Updated: Jan 2, 2023

A promise made. A promise kept.

’Be Great’, two words that anchored a grieving mother and created a movement.

I’m up babe, you know the drill. The sun is tucked away somewhere else and has refused to shine light while kindly abiding it’s time. I’m writing in the familiar wee hours of the morning where the birds are still sleeping and even the crickets are too sleepy to chirp. A peaceful, serene, quiet, and darkened sky bids me to write to my only son. Yesterday was bittersweet as I pulled out photos of you in preparation for your 20th Birthday in anticipation of a post-humanious celebration just 6 days away. Lovingly examining each photo, I breathe in the memories of your delivery on December 11th, 2000. I trace my fingers over my overstretched belly, you were a scheduled delivery giving me time to coif up, complete with lipstick and freshly styled hair, I was soon to meet my little fella, a legend I carried in my womb spending countless hours rehearsing to your ears that you would be a mighty man of strength and character. I sang to you in my belly, played with you by rubbing my tummy to make you squirm; reading and singing to you was as ordinary as taking my next breath. It was finally time to meet the little man I had dutifully carried for 38 weeks. Scheduled, you were, but you managed to come out at your own pace. Your father fainted upon your arrival, I just waited for the gusty belting crying that would soon escape those lungs. Out of my womb a legacy emerged full of vigor, purpose and dogged tenacity. Sent from heaven through the portal of my borrowed womb to change the world in a short time and leave that same world in the allotted 18 years keeping the legacy entrusted to the one and only Curtis Israel Gray intact. Well done my son.
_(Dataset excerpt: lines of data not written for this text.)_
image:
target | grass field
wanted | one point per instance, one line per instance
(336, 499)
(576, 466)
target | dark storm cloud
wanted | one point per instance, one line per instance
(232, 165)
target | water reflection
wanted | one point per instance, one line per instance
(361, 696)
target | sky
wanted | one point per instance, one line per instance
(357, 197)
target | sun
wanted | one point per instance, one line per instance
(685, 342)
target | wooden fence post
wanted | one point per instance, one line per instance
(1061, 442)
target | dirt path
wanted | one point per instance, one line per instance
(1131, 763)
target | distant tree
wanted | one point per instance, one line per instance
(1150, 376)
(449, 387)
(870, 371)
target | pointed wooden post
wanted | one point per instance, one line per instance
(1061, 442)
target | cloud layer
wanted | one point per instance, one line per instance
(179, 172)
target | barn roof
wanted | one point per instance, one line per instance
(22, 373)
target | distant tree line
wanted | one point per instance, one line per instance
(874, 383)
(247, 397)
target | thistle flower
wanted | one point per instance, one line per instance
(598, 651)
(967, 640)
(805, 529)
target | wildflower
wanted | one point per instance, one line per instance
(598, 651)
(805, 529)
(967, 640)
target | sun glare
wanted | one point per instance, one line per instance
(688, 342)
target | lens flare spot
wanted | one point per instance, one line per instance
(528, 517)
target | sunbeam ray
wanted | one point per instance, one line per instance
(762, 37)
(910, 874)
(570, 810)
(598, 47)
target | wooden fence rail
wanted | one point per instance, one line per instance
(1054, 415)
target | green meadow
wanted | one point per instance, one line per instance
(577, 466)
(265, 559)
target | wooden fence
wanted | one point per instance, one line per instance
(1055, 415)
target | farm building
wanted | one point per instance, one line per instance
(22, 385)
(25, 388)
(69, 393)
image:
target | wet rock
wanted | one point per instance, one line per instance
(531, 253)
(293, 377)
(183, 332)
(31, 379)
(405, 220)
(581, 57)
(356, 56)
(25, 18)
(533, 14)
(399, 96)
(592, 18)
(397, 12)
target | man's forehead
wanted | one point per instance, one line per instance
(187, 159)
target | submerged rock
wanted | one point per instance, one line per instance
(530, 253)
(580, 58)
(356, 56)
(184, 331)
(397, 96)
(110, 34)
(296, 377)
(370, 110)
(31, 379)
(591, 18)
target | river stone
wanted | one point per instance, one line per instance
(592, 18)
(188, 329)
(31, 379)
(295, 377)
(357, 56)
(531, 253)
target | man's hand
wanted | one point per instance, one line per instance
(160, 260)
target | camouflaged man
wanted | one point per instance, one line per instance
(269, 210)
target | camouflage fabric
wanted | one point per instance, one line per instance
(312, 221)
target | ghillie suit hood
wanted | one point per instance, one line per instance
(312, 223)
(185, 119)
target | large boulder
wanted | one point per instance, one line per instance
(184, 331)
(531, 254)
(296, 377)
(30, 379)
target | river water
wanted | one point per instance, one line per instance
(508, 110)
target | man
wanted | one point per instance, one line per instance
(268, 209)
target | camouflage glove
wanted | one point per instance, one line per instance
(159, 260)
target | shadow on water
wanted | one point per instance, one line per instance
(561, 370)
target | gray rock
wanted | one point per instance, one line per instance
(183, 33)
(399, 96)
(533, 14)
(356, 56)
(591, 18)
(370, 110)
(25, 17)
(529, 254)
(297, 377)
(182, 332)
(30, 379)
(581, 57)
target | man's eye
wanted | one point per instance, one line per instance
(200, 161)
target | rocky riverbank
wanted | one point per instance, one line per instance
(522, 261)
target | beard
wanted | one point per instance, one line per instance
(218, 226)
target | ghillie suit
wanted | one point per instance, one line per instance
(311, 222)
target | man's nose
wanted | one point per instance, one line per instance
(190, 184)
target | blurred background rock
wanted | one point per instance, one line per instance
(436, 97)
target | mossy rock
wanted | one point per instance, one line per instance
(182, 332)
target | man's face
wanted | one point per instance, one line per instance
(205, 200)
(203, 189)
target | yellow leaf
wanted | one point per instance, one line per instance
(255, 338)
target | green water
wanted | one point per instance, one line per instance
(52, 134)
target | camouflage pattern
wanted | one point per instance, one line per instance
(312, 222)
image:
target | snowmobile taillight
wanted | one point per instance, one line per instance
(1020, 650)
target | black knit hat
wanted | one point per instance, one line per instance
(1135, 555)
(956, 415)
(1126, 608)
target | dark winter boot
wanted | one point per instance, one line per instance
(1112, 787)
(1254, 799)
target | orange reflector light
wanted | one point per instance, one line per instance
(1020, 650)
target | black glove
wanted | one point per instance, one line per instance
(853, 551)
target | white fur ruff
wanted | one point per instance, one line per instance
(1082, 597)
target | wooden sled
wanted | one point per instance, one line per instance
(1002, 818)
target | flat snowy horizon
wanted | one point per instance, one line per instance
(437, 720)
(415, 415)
I picked up another photo, bringing it to my lips to kiss the non-human surface; paper with an image pressed to my lips, without warmth or response, but it is all I have left and has become a frequent ritual. I could never stop kissing you and Destiny smothering you both with limitless love, often kissing you right under your chin or burying my lips in those deep dimples; little indentations of utter cuteness. My little Man. I was satisfied, one girl, one boy, mission accomplished. You had me stretched out so far, I couldn’t fathom carrying another breech baby as both you and your sister decided “right-side” up was a better alternative to entering upon the world’s stage feet first. That common bond in the womb was the beginning of your relationship. She led the way and you followed, and so it was throughout your lives, until you fully embraced your calling and dared to embrace it wholeheartedly thus paving the way for the legacy you leave in your wake “Just Be Great”.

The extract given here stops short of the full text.